Corona: Antikörper sagen wenig über die Covid-19-Abwehr aus
Bluttests sollten nur durchgeführt werden, wenn sie in der jeweiligen Situation einen Sinn ergeben, mahnen Experten. Als Beispiel für fragwürdige Blutuntersuchungen nennt das Magazin zum Beispiel die etwas in Mode gekommene und von vielen Patienten gewünschte Überprüfung des Vitamin-D-Spiegels – hier gebe es eine „Überversorgung“. Aktuell ließen sich übrigens viele Menschen auch auf Antikörper gegen Coronaviren testen. Tatsache sei allerdings, „dass die Ergebnisse eines derartigen Bluttests wenig über die Abwehrkräfte gegen eine Covid-19-Erkrankung aussagen“.

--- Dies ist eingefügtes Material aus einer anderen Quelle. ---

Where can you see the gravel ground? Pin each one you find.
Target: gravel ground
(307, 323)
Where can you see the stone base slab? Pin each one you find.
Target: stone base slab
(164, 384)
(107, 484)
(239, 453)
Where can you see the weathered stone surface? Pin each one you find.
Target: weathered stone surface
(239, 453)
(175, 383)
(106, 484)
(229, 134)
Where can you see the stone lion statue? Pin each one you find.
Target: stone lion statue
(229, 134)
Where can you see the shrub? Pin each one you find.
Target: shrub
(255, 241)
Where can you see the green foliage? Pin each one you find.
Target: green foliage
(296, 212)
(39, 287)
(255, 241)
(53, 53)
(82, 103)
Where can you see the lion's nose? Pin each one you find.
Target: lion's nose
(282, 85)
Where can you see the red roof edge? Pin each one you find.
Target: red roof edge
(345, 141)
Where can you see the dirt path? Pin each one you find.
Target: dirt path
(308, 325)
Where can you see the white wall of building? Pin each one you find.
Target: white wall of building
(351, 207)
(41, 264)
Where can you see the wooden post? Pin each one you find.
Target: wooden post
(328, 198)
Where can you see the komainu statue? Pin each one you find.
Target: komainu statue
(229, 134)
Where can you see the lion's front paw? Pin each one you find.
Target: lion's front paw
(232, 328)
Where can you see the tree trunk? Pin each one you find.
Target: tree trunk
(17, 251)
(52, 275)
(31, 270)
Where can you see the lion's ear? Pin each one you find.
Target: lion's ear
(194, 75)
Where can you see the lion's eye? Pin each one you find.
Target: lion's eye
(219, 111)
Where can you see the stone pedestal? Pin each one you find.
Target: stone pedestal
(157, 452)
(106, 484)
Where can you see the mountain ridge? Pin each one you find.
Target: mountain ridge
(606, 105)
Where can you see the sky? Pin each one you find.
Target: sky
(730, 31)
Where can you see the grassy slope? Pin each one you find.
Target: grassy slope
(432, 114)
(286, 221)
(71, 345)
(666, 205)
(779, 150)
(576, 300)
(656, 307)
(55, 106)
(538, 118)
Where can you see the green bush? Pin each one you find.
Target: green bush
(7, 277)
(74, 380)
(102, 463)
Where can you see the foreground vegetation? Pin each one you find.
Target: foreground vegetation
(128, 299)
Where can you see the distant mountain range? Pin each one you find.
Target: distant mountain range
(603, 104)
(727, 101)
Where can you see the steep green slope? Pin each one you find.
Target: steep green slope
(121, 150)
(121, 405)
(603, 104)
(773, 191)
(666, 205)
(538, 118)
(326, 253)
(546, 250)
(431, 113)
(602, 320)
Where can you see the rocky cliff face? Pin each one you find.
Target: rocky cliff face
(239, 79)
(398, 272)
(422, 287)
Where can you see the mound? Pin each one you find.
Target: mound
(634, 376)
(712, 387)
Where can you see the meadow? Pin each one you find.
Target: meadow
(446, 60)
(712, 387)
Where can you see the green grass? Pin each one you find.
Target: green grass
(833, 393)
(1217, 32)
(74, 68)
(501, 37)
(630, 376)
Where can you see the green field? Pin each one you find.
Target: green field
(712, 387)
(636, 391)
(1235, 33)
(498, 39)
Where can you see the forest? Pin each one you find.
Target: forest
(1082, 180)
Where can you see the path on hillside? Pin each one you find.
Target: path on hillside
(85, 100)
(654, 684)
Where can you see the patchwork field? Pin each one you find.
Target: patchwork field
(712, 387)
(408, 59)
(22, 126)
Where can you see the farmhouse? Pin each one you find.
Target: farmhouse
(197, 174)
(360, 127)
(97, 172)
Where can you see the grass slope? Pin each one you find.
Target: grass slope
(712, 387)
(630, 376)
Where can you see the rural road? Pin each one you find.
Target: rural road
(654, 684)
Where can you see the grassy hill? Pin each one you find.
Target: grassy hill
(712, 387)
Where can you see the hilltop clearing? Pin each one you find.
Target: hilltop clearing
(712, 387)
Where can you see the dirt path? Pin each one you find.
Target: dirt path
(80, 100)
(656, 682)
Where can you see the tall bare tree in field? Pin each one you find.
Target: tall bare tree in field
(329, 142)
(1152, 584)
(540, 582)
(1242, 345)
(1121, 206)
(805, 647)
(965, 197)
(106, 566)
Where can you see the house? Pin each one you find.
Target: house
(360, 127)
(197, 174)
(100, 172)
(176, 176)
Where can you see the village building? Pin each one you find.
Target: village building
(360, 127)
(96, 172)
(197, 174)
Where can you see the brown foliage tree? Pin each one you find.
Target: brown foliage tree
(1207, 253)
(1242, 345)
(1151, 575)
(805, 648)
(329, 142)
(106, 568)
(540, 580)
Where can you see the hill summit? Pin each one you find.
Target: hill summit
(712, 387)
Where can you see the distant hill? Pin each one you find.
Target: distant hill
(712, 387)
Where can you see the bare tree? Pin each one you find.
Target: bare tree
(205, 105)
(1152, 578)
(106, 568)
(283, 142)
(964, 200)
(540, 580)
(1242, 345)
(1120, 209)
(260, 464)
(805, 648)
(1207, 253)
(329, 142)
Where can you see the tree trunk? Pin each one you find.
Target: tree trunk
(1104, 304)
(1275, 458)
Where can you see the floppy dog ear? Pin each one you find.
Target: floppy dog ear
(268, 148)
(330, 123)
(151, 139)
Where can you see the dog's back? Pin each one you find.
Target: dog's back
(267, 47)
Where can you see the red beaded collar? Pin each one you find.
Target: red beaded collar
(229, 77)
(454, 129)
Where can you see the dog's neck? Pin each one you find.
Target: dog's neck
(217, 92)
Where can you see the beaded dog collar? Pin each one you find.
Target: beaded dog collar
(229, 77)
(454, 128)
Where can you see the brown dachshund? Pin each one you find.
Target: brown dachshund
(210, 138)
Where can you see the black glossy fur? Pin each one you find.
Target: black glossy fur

Zecken-Krankheit Borreliose: Das Gegenteil vom Testergebnis kann stimmen
Eine gutes Beispiel für die – manchmal nur relative – die Aussagekraft von Blutuntersuchungen ist Experten zufolge der Test auf Antikörper bei Verdacht auf Borreliose. Ein positiver Befund bedeutet nicht, dass man die durch Zecken übertragene bakterielle Infektionskrankheit wirklich hat. Weil beispielsweise Syphilis-Erreger ähnlich aufgebaut sind wie die von Borreliose, kann ein Test die Zecken-Krankheit anzeigen, obwohl in Wahrheit eine Geschlechtskrankheit vorliegt – beide Erreger zählen zu den „Schrauben-Bakterien“. Auch bestimmte Virusinfektionen wie Hepatitis, Windpocken oder Gürtelrose) sowie manche Autoimmunerkrankungen können hier falsch-positive Ergebnisse verursachen. „Die Antikörper allein haben keinerlei Aussagekraft“, schreibt die Apotheken Umschau. „Denn sie können jahrzehntelang im Blut nachweisbar bleiben – oft nach einer Infektion, von der die Betroffenen nicht einmal etwas bemerkt haben.“
Ein negativer Befund bedeutet umgekehrt keine echte Entwarnung. Erst Wochen nach einem Zeckenstich bildet das Immunsystem Antikörper, die eine Ansteckung anzeigen können. Zum Zeitpunkt des charakteristischen Hautausschlags (auch „Wanderröte" genannt) kann der Borreliose-Test deshalb noch negativ sein (in etwa der Hälfte der Fälle ist das so). Bei manchen Menschen produziert das Immunsystem außerdem von Natur aus kaum Antikörper gegen Borrelien oder gar keine, auch wenn ein Kontakt zu ihnen stattgefunden hat.